Contrairement aux idées reçues, les DAM ne se portent pas à la rencontre des seuls médecins. Pharmaciens, kinés ou infirmiers ont droit à ces visites personnalisées pour assurer la promotion des bonnes pratiques issues des recommandations des autorités en santé et, si possible, contribuer à l'évolution des comportements. Le planning d’un DAM hérite aussi de réunions au sein des CPTS ou des maisons de santé ou avec les élus. « Je me cale en fonction des agendas des professionnels de santé, s’ils me disent être disponibles à huit heures du matin, j’y serai ! », poursuit Rodolphe Poirier qui rayonne sur six communes, où exercent 75 généralistes. En tout, l’enthousiaste délégué de la Sécu, enfant du pays, estime assurer quelque 70 rendez-vous mensuels…
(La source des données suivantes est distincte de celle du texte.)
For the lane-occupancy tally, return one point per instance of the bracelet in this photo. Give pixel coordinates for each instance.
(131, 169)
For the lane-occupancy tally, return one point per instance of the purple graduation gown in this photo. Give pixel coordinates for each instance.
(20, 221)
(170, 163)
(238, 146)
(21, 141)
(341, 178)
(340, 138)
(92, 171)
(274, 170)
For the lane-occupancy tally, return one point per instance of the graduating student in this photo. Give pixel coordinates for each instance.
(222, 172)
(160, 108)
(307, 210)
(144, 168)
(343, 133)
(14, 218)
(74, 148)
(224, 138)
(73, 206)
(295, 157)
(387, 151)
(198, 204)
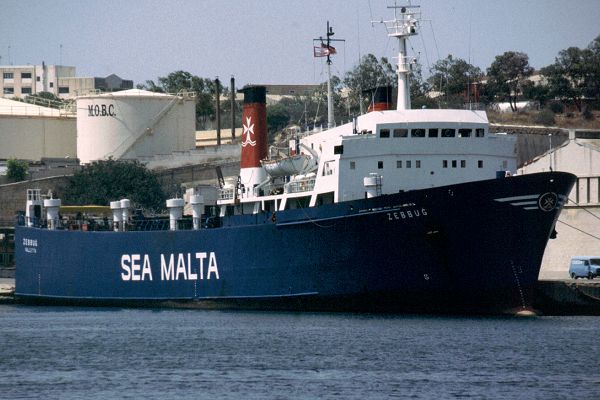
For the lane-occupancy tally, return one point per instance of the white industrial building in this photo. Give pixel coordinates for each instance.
(134, 123)
(578, 226)
(25, 80)
(31, 132)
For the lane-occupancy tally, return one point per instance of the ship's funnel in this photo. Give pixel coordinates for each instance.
(254, 138)
(381, 98)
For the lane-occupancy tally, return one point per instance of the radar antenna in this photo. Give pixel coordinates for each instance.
(406, 22)
(325, 49)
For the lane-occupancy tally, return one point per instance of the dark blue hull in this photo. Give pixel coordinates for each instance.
(468, 247)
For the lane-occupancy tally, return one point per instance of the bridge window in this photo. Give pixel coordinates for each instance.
(418, 133)
(325, 198)
(464, 132)
(400, 132)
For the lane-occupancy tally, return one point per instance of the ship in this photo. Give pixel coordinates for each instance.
(399, 210)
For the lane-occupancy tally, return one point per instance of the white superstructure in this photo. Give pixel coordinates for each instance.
(381, 152)
(134, 123)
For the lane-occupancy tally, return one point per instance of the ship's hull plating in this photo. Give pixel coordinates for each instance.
(469, 247)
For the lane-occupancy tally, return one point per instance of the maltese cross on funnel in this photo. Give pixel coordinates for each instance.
(248, 130)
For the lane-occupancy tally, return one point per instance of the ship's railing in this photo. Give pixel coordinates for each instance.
(300, 185)
(227, 193)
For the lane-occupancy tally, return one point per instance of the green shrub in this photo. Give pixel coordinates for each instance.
(545, 117)
(556, 107)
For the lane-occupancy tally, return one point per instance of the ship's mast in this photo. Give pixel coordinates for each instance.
(405, 24)
(327, 50)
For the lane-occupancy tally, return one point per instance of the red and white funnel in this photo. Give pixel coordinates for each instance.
(254, 137)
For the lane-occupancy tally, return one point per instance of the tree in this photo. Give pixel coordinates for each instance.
(419, 89)
(278, 117)
(507, 74)
(575, 74)
(16, 170)
(368, 74)
(104, 181)
(452, 78)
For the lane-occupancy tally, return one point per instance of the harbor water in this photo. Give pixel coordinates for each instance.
(111, 353)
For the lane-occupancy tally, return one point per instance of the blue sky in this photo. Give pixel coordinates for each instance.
(270, 41)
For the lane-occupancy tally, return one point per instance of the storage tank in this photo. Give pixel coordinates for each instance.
(134, 123)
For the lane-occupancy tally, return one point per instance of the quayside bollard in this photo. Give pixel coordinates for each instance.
(197, 202)
(175, 207)
(125, 204)
(115, 206)
(52, 206)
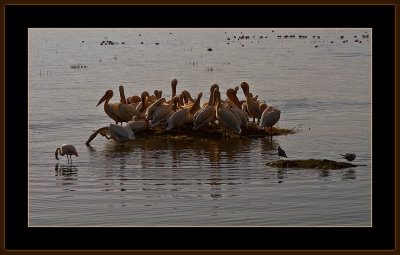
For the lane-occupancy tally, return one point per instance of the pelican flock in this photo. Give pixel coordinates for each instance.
(181, 110)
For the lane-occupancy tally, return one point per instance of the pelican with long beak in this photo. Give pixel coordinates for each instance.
(126, 111)
(141, 107)
(252, 104)
(225, 117)
(207, 113)
(236, 107)
(163, 113)
(121, 133)
(184, 115)
(174, 83)
(270, 117)
(111, 109)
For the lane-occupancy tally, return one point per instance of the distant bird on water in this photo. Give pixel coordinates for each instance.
(281, 152)
(66, 149)
(349, 156)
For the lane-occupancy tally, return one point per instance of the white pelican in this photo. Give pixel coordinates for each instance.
(111, 109)
(66, 149)
(225, 117)
(137, 124)
(153, 108)
(270, 117)
(252, 104)
(163, 113)
(236, 107)
(184, 115)
(141, 107)
(121, 133)
(207, 113)
(126, 111)
(174, 83)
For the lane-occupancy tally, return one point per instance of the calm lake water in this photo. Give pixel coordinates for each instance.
(321, 84)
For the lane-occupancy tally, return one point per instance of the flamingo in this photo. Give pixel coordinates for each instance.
(226, 118)
(111, 109)
(252, 104)
(126, 111)
(184, 115)
(270, 117)
(66, 149)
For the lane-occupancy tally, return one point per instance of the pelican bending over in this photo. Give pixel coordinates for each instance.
(236, 107)
(66, 149)
(111, 109)
(163, 113)
(137, 124)
(141, 107)
(252, 104)
(226, 118)
(206, 114)
(121, 133)
(184, 115)
(174, 83)
(126, 111)
(270, 117)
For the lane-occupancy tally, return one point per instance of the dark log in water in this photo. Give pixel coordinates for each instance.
(310, 163)
(187, 132)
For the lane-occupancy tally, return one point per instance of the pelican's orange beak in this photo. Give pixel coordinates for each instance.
(104, 98)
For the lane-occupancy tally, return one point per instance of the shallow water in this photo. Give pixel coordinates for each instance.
(323, 91)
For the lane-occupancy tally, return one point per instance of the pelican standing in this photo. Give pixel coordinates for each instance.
(126, 111)
(111, 109)
(236, 107)
(206, 114)
(184, 115)
(270, 117)
(252, 104)
(66, 149)
(226, 118)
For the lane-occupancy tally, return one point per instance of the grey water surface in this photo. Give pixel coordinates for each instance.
(321, 84)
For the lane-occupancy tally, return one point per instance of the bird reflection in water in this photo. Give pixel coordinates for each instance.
(67, 173)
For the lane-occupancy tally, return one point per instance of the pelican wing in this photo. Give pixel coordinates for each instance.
(203, 117)
(177, 119)
(228, 119)
(121, 133)
(270, 117)
(137, 125)
(127, 112)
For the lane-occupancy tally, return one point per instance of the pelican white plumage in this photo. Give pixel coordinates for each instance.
(207, 113)
(137, 124)
(252, 104)
(236, 107)
(126, 111)
(163, 113)
(66, 149)
(225, 117)
(121, 133)
(174, 83)
(144, 104)
(184, 115)
(111, 109)
(270, 117)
« Le sens du relationnel, la curiosité et l’autonomie font partie des qualités d’un bon délégué, explique Valérie Lambert, manager DAM et déléguée numérique en santé de la caisse d’Angers. Ils sont le canal privilégié et le point d’entrée du professionnel de santé vers la caisse primaire et nous font remonter les informations ». Côté médecins, le territoire angevin compte 757 généralistes et 620 spécialistes, avec qui les relations sont plutôt bonnes, se réjouit la responsable. Et ces temps-ci, la mission principale de la quinzaine de DAM consiste évidemment à présenter les nouveautés conventionnelles, notamment celles conçues pour renforcer l’attractivité du métier. « 85 % de nos médecins ont été vus depuis octobre », précise Valérie Lambert.
Pour Rodolphe, c’est l’enjeu du second rendez-vous de la journée, lorsqu’il pousse la porte de la maison médicale de la commune déléguée de Torfou, où exercent six généralistes. Cette fois, c’est la Dr Clémence Retailleau, accompagnée de son assistante médicale, Nadège, qui le reçoit. La généraliste de 37 ans s’est installée ici en 2018. À l’évidence, les trois interlocuteurs s’apprécient. Pour autant, le délégué ne parviendra pas à convaincre la généraliste de l’embauche d’une infirmière en pratique avancée, une « IPA », que facilite la convention. « Je suis très bien avec mon infirmière Asalée ! », sourit la Dr Retailleau, qui décline également une participation ponctuelle au service d’accès aux soins (SAS), la plateforme de réponse aux appels urgents et non programmés qui mobilise les libéraux. « Je préfère me consacrer pleinement à la patientèle de notre territoire immédiat », argumente-t-elle.
Un logiciel au top
Sur ces deux dernières tentatives, Rodolphe Poirier repartira bredouille mais aura cependant eu droit à des félicitations pour… le logiciel de facturation Omniprat, un outil d’aide à la cotation pour les généralistes mis au point conjointement par l’URML et l’Assurance-maladie. Très simple d’utilisation, « cet outil leur permet de trouver rapidement la juste facturation qui correspond à l’examen réalisé et de ne pas simplement coter un G à 30 euros », explique le délégué.
À l’espace cafétéria de la maison médicale, cette trouvaille fait d’ailleurs l’objet de discussions entre collègues quand un praticien découvre une cotation qui lui était inconnue. Les relations entre médecins libéraux et envoyés des caisses primaires réservent parfois quelques bonnes surprises.